Discussion in 'Anything goes' started by JackS, Jan 4, 2007.

  1. JackS

    JackS Member

    http://www.thenation.com/doc/20061211/soldiers_story
     
  2. zeke12

    zeke12 Guest

    Thanks for posting that, Jack.

    The part where he talks about blaming neither the Iraqis nor the American soldiers was heartbreaking.
     
  3. Mighty_Wingman

    Mighty_Wingman Active Member

    He lost me right here:

    I've never understood the fashion of Americans bashing Americans, but even by that low standard, this is absurd. Has anyone on this board ever heard an American say something like that?

    But of course, to most Nation readers, it's something that just MUST be true. All those ignorant rednecks out in flyover country, y'know.
     
  4. zeke12

    zeke12 Guest

    M_W --

    Did you have any thoughts on the rest of the piece? Or were you content to attack one statement of opinion and the source?
     
  5. Double Down

    Double Down Well-Known Member

    Regardless of anyone's politics, I thought this was a really nice piece in the Times last week, about a father's journal to his newborn son, which his furiously finished before he was killed in Iraq. The story was written by his wife, a Times editor.
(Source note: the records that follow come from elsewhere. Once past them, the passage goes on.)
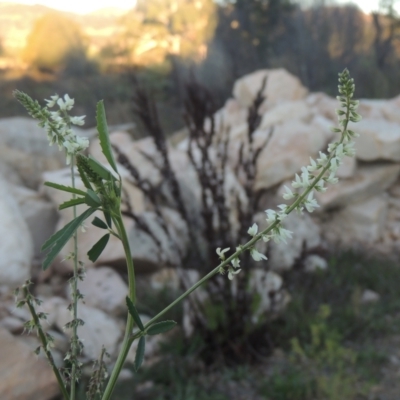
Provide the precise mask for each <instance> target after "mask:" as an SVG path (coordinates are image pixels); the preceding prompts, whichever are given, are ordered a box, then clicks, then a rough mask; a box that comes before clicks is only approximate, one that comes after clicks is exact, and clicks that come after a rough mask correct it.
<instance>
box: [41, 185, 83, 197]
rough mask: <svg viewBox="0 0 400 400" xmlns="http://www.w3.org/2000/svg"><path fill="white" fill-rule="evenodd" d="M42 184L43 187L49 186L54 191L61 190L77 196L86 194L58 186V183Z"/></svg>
mask: <svg viewBox="0 0 400 400" xmlns="http://www.w3.org/2000/svg"><path fill="white" fill-rule="evenodd" d="M44 184H45V186H49V187H52V188H54V189H58V190H62V191H63V192H68V193H75V194H79V195H80V196H84V195H85V194H86V193H85V192H84V191H83V190H80V189H76V188H73V187H71V186H64V185H59V184H58V183H54V182H45V183H44Z"/></svg>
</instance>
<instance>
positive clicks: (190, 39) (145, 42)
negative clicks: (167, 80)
mask: <svg viewBox="0 0 400 400" xmlns="http://www.w3.org/2000/svg"><path fill="white" fill-rule="evenodd" d="M215 10H216V5H215V3H214V2H213V0H138V2H137V6H136V9H134V10H132V11H131V12H129V13H128V14H126V15H125V16H124V17H123V19H122V20H121V23H122V26H123V34H122V41H123V42H124V43H125V46H126V48H127V50H128V52H129V54H130V56H131V60H132V62H133V63H135V64H147V65H148V64H150V63H160V62H162V61H164V60H165V59H166V57H167V56H168V55H171V54H175V55H177V56H179V57H184V58H185V57H192V58H198V57H200V58H201V57H202V56H204V53H205V52H206V49H207V44H208V42H209V41H210V39H211V38H212V37H213V34H214V30H215V27H216V22H217V21H216V13H215Z"/></svg>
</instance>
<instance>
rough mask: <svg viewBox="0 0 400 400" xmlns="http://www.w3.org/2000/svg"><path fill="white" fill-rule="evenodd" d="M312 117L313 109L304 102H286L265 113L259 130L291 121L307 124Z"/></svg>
mask: <svg viewBox="0 0 400 400" xmlns="http://www.w3.org/2000/svg"><path fill="white" fill-rule="evenodd" d="M311 117H312V112H311V109H310V107H309V106H308V105H307V103H306V102H305V101H304V100H297V101H285V102H282V103H279V104H277V105H276V106H274V107H272V108H270V109H269V110H268V111H267V112H266V113H264V115H263V116H262V119H261V123H260V127H259V129H266V128H269V127H273V126H275V125H278V124H281V123H283V122H285V121H287V120H289V119H291V120H292V119H293V120H298V121H302V122H305V123H307V122H310V120H311Z"/></svg>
    http://www.nytimes.com/2007/01/01/us/01charles.html
     
  6. Jones

    Jones Active Member

    That's one of those stories that has so much good in it and so much bad in it, at the end you're just like, Oh, hell.
     
  7. Ashy Larry

    Ashy Larry Active Member

    I've heard or witnessed some Americans speak about vacationing abroad and complain that the citizens of the country they visited didn't speak english, or make any effort to speak english.
     
  8. Mighty_Wingman

    Mighty_Wingman Active Member

    Complaining that the people in a foreign country don't speak English is a long way from assuming those people are idiots or mentally handicapped.
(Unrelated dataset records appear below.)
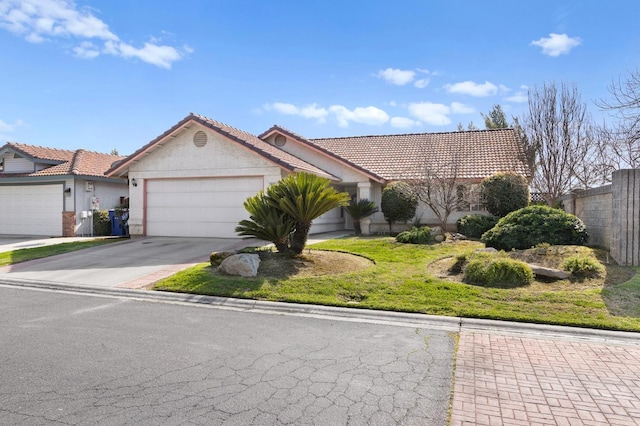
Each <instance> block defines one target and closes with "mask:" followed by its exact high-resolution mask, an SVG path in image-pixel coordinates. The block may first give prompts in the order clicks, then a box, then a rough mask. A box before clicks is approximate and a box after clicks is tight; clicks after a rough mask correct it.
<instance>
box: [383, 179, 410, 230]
mask: <svg viewBox="0 0 640 426" xmlns="http://www.w3.org/2000/svg"><path fill="white" fill-rule="evenodd" d="M380 208H381V209H382V214H383V215H384V218H385V220H386V221H387V222H389V224H391V223H393V222H406V221H407V220H409V219H411V218H412V217H414V216H415V214H416V209H417V208H418V197H417V196H416V193H415V191H414V190H413V189H412V188H411V186H410V185H409V184H408V183H406V182H401V181H398V182H391V183H389V184H388V185H387V186H386V187H385V188H384V189H383V190H382V200H381V202H380Z"/></svg>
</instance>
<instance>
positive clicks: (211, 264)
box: [209, 251, 236, 268]
mask: <svg viewBox="0 0 640 426" xmlns="http://www.w3.org/2000/svg"><path fill="white" fill-rule="evenodd" d="M234 254H236V252H235V251H214V252H211V254H210V255H209V263H211V266H213V267H214V268H217V267H218V266H220V264H221V263H222V261H223V260H225V259H226V258H227V257H229V256H233V255H234Z"/></svg>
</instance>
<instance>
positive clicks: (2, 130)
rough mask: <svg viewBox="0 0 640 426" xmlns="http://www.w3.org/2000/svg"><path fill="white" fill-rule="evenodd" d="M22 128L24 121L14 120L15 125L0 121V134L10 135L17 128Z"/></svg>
mask: <svg viewBox="0 0 640 426" xmlns="http://www.w3.org/2000/svg"><path fill="white" fill-rule="evenodd" d="M21 126H24V121H22V120H16V122H15V123H13V124H11V123H7V122H6V121H4V120H2V119H0V132H7V133H11V132H13V131H14V130H15V129H17V128H18V127H21Z"/></svg>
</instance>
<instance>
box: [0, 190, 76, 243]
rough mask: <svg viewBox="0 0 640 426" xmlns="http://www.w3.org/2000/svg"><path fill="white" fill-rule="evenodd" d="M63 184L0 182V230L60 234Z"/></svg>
mask: <svg viewBox="0 0 640 426" xmlns="http://www.w3.org/2000/svg"><path fill="white" fill-rule="evenodd" d="M62 190H63V188H62V184H48V185H14V186H0V199H1V200H2V202H1V203H0V234H9V235H46V236H59V235H62V211H63V209H64V201H63V191H62Z"/></svg>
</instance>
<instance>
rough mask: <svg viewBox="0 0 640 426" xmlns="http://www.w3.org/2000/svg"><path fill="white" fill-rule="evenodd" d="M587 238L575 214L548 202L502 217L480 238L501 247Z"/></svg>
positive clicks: (514, 246) (504, 247) (587, 237)
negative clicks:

    And Zeke, when I wrote "he lost me," I meant I immediately closed my Mozilla tab. I don't have any respect for someone who could write something like that, regardless of how beautiful and moving the rest of it may be.
     
  9. Double Down

    Double Down Well-Known Member

    The subject matter? Or the construction of the story? Just curious.
     
  10. Jones

    Jones Active Member

    Oh, yeah, kind of confusing... I meant the subject matter. (I thought the story was really nicely written.) I mean, here you have an obviously good man, doing this wonderful thing for his baby, and you have that moment in Central Park, the no charge moment, and you think, People are capable of such good. And then you remember that the story exists only because this guy has been killed in a country where a lot of people are being killed. It's not a political thing. It's just a sadness thing.

    Dads with babies, especially, will be hit pretty hard by the story.
     
  11. Ace

    Ace Well-Known Member

    Lots of people think that way -- especially the Americans who have no interest in learning any other language themselves.
     
  12. audreyld

    audreyld Guest

    There are a good many in said flyover states -- and I'm proud to hail from one of those states -- who DO believe just that. They also believe, and I've heard it voiced, that people should speak English without an accent. Nevermind that that accent means the person speaking speaks at least one more language than you do.

    Finish the piece. It's a worthwhile read.